Almost two-thirds (61%) of people under the age of 35 are interested in stocks whose companies are socially responsible — 32 percentage points higher than the most jaded of age groups, those 55 and over, who only want profits at any cost to the earth.
I’m being facetious, of course, but it does suggest that investors might want to take into account a company’s ESG (environmental, social, and governance) record because American millennials, who currently control US$1 trillion in financial assets, a number that’s expected to grow to more than US$30 trillion in the decades to come, are deeply committed to companies that provide decent returns — and do the right things on the ESG front.
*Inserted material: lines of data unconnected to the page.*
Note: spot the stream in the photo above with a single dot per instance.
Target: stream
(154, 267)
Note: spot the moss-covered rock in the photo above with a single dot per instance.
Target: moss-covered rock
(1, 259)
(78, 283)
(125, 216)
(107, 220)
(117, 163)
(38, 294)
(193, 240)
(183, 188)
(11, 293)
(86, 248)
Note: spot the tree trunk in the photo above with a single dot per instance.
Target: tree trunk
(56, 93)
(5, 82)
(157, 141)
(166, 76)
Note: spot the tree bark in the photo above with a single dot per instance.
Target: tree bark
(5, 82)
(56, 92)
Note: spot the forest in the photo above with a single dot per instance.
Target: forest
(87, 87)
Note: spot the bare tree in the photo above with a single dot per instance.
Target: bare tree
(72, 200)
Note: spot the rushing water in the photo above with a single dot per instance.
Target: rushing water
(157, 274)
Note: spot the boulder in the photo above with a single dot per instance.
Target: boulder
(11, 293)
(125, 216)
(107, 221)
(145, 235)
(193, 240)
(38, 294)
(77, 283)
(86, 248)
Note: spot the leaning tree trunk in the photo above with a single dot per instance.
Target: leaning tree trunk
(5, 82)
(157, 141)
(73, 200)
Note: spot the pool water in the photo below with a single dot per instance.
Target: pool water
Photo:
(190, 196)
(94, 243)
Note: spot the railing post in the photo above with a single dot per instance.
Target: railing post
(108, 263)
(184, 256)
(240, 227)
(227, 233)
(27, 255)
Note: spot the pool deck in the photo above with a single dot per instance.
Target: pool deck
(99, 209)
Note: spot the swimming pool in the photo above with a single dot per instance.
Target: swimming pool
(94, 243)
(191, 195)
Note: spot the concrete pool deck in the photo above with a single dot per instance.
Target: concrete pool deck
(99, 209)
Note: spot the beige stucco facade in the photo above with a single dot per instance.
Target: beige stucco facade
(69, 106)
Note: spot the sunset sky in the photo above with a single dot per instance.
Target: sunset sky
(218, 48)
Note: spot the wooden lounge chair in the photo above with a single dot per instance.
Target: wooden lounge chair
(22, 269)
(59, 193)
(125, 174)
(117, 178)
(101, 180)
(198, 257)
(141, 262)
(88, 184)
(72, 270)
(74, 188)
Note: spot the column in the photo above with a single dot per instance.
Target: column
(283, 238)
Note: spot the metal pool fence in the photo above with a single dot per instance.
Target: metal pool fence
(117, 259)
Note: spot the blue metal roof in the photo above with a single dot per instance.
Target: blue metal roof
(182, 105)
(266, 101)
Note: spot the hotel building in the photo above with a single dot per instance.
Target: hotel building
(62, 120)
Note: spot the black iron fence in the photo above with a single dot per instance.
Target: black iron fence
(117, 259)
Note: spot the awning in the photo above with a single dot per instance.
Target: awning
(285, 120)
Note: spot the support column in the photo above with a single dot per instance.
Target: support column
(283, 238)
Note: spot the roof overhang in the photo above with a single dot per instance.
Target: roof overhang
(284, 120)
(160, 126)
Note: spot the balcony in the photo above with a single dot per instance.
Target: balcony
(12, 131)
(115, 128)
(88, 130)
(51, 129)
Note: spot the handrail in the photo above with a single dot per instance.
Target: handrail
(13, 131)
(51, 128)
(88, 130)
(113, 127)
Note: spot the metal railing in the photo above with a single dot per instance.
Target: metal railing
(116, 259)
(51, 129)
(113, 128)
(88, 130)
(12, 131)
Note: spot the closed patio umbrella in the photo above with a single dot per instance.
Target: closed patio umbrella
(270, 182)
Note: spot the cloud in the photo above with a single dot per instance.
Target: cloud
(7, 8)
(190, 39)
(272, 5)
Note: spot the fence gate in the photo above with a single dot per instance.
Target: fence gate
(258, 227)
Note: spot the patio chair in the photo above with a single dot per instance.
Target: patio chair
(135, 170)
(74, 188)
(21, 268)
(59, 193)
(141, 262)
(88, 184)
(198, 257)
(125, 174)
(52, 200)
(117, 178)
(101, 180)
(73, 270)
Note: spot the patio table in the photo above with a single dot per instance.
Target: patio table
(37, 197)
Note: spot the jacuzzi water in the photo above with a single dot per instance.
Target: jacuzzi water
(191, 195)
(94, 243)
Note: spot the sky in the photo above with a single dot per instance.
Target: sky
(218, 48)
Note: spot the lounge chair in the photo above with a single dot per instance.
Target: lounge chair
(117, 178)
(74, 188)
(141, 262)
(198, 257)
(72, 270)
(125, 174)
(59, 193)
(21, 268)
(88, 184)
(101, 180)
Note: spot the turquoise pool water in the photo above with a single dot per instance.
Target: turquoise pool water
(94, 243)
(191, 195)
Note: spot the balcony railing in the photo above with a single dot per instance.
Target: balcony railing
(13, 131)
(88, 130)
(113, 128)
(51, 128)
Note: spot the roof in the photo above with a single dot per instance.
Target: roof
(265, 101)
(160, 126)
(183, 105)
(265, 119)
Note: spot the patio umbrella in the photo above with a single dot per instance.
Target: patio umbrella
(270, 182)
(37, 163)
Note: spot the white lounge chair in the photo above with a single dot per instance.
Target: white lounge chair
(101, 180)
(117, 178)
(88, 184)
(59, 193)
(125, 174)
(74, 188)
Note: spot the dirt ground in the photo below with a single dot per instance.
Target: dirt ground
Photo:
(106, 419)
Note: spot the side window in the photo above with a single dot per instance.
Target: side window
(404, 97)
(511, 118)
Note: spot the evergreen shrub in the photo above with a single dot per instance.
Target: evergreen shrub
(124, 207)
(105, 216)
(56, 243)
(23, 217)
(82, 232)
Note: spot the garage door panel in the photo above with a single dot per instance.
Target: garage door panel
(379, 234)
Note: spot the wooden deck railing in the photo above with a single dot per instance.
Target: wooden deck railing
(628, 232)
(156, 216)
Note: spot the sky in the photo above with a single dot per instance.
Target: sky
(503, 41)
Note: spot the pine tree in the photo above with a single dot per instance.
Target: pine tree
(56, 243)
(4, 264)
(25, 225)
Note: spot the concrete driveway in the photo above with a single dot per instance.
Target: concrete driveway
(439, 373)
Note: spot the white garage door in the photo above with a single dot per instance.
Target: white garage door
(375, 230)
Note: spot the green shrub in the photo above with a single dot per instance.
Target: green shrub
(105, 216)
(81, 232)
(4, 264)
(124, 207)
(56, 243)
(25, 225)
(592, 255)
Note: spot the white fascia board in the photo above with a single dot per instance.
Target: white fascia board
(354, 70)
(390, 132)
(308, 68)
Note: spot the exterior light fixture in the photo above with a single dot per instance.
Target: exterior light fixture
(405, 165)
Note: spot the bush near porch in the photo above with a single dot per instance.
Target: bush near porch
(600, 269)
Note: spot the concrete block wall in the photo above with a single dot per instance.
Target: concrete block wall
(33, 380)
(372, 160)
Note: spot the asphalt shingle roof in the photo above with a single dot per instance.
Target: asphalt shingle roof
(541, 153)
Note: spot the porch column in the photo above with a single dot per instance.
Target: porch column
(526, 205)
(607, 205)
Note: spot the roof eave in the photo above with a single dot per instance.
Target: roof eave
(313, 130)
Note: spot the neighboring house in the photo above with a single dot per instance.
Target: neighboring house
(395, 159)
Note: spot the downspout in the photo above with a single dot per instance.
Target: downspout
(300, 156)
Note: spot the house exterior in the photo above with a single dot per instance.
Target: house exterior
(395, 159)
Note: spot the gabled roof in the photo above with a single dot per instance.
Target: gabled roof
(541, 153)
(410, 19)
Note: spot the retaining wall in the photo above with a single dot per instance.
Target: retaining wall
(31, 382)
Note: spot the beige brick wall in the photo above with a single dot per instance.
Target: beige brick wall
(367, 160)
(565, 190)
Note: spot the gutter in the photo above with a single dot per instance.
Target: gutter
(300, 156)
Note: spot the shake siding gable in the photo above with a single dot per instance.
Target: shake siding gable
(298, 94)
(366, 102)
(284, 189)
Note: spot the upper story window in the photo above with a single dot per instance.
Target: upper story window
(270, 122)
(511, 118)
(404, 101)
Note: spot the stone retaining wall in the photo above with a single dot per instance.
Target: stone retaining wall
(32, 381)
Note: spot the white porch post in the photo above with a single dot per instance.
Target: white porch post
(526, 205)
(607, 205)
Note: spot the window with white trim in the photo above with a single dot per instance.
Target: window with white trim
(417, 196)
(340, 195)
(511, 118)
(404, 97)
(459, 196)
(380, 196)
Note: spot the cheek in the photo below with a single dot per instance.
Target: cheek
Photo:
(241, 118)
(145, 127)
“Millennials want their views and beliefs reflected in their portfolios,” said Ron Bundy, CEO of Benchmarks North America for the FTSE Russell division of London Stock Exchange Group PLC.
So, there you have it. Socially responsible investing will ultimately drive stocks higher or lower depending on which side of the record a company sits. ESG matters.
While there are several ESG mutual funds offered in Canada, the only TSX-listed ETF that I know of is the iShares Jantzi Social Index ETF (TSX:XEN), a group of 50 stocks that tracks the performance of the Jantzi Social Index, which invests in companies that exhibit a higher standard of environmental and social performance.
The XEN has achieved a five-year annual total return of 9.3% — 74 basis points greater than the iShares S&P/TSX 60 Index Fund.
Down south, a new ETF has emerged that overlays ESG screening criteria to the MSCI ACWI (All Country World Index), weighting the 540 holdings by top-line revenue rather than market cap. The Oppenheimer Global ESG Revenue ETF (NYSEARCA:ESGF) is less than three months old, so I wouldn’t recommend investing in it until it gets at least a year under its belt.
More importantly, it has 26 large-cap TSX-listed companies in its midst. Three of those holdings are also part of the XEN. These are the stocks you want to put at the top of your portfolio.
1. Canadian National Railway Company (TSX:CNR)(NYSE:CNI)
- A weighting of 7.92% in XEN; 0.14% in ESGF
- Five-year total annual return = 21.2%
2. Canadian Tire Corporation Limited (TSX:CTC.A)
- A weighting of 1.07% in XEN; 0.13% in ESGF.
- Five-year total annual return = 19.1%
3. Metro, Inc. (TSX:MRU)
- A weighting of 1.05% in XEN; 0.13% in ESGF.
- Five-year total annual return = 19.9%
Look at that; you can do well by doing good.